Abstract

In regions highly exposed to climatic variability and longer-term climate change, vulnerable communities undertake a number of measures to manage the effects of extreme weather events. Results from a survey of 1059 low income persons in agriculture and tourism in Belize, Grenada, Jamaica and St. Lucia point to a need for a new balance to reduce risk, transfer risk, and effectively prepare for climatic stressors. This corroborates the findings from the IPCC Special Report on Managing the Risks of Extreme Events and Disasters to Advance Climate Change Adaption (SREX). This article seeks to bolster limited evidence to understand the consequences of these measures, and assess whether financial risk management tools could complement current asset-depleting approaches: The results reveal that the dominant responses to managing extreme weather events included: using savings (36 %), borrowing (12 %) and government assistance (9 %).

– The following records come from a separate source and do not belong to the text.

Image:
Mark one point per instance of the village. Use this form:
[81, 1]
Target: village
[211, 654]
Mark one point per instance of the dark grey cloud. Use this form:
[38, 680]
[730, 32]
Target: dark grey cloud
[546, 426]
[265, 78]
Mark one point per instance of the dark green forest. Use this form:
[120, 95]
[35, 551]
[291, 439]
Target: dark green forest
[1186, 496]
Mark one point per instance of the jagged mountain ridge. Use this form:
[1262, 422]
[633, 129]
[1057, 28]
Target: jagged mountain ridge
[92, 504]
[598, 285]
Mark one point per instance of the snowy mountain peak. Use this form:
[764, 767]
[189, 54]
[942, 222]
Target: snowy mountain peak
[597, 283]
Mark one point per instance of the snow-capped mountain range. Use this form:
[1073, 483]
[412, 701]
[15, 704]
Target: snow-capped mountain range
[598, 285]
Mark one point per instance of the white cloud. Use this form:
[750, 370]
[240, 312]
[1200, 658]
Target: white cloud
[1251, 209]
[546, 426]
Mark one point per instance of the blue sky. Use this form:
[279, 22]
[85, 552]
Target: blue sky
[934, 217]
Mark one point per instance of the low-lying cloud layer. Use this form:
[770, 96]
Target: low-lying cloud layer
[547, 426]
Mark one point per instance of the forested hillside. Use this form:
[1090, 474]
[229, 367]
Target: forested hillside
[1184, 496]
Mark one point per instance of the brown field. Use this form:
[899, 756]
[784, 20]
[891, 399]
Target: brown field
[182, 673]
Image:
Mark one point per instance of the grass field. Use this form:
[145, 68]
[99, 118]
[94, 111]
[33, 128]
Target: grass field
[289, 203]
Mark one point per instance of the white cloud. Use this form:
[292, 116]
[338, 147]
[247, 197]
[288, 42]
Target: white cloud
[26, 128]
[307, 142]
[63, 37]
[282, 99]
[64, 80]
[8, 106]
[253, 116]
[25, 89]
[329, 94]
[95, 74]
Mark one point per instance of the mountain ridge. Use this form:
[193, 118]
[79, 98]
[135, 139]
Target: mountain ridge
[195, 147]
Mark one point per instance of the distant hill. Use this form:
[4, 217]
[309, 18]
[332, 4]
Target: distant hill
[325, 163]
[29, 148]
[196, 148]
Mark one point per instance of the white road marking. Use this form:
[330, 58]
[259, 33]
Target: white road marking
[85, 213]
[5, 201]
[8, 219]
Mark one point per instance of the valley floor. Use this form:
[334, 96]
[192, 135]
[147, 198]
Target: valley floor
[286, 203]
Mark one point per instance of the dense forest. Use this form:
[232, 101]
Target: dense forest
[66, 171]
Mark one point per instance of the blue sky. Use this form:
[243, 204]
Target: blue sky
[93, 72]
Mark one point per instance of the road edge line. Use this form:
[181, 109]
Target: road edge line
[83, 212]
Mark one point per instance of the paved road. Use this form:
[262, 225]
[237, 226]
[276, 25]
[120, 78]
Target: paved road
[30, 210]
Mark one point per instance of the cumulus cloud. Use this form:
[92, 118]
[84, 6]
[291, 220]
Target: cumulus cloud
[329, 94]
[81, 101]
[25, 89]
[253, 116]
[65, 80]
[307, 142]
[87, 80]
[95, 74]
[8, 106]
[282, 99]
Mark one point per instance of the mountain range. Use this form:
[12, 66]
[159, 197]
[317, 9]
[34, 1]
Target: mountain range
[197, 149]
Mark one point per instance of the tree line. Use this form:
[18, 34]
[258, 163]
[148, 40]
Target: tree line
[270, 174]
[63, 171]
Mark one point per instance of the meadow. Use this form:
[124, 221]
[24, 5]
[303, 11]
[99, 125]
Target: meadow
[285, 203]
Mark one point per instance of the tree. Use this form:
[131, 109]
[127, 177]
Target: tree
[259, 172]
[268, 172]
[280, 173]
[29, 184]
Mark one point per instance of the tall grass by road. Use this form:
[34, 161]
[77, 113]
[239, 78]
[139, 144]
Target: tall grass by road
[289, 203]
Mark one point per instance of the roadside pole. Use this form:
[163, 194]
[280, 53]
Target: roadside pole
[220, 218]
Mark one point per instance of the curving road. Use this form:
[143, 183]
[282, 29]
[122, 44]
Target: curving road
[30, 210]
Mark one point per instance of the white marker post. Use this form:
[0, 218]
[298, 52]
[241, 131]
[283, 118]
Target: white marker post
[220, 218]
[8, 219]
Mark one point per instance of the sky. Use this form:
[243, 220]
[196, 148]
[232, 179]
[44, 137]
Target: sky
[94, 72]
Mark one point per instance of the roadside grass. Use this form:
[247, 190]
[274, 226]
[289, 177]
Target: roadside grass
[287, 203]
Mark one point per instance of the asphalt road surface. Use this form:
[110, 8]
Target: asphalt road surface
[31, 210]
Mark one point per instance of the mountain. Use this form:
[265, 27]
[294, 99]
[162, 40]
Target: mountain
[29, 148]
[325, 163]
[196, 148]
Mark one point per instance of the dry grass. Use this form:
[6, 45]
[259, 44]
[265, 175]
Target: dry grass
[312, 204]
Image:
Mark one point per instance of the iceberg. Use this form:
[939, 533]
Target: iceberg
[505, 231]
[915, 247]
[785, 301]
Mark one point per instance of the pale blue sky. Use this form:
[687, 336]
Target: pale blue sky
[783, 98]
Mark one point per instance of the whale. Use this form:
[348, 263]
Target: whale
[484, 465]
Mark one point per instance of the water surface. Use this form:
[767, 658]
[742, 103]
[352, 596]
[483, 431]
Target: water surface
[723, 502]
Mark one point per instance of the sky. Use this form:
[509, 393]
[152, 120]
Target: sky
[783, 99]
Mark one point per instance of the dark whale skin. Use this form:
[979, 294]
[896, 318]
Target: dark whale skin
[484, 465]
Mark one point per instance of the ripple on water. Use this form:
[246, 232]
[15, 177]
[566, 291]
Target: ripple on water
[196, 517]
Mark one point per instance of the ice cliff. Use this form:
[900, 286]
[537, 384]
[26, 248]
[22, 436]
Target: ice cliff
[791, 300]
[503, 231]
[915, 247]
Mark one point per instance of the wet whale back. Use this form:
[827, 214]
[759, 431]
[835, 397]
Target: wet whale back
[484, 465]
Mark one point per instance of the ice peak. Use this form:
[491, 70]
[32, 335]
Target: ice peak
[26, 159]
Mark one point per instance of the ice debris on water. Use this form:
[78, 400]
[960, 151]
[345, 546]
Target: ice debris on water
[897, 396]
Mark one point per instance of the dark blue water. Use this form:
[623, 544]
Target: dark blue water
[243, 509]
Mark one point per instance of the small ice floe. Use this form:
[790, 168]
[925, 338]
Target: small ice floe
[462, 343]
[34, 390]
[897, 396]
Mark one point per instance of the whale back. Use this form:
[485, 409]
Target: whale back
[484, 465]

However, one-tenth of the sample is at risk from ‘doing nothing’, which can contribute to loss of productive capacity and income sources, loss of access to finance, depletion of assets, health problems and social isolation. Study respondents indicated a need for alternative financial risk management approaches. The results also indicate a moderate explicit demand for weather-related microinsurance. Overall the results reveal that where vulnerability and exposure to extreme weather events are high, and capacity is low, a rethinking of risk management measures is needed to reduce loss and damage for low-income people.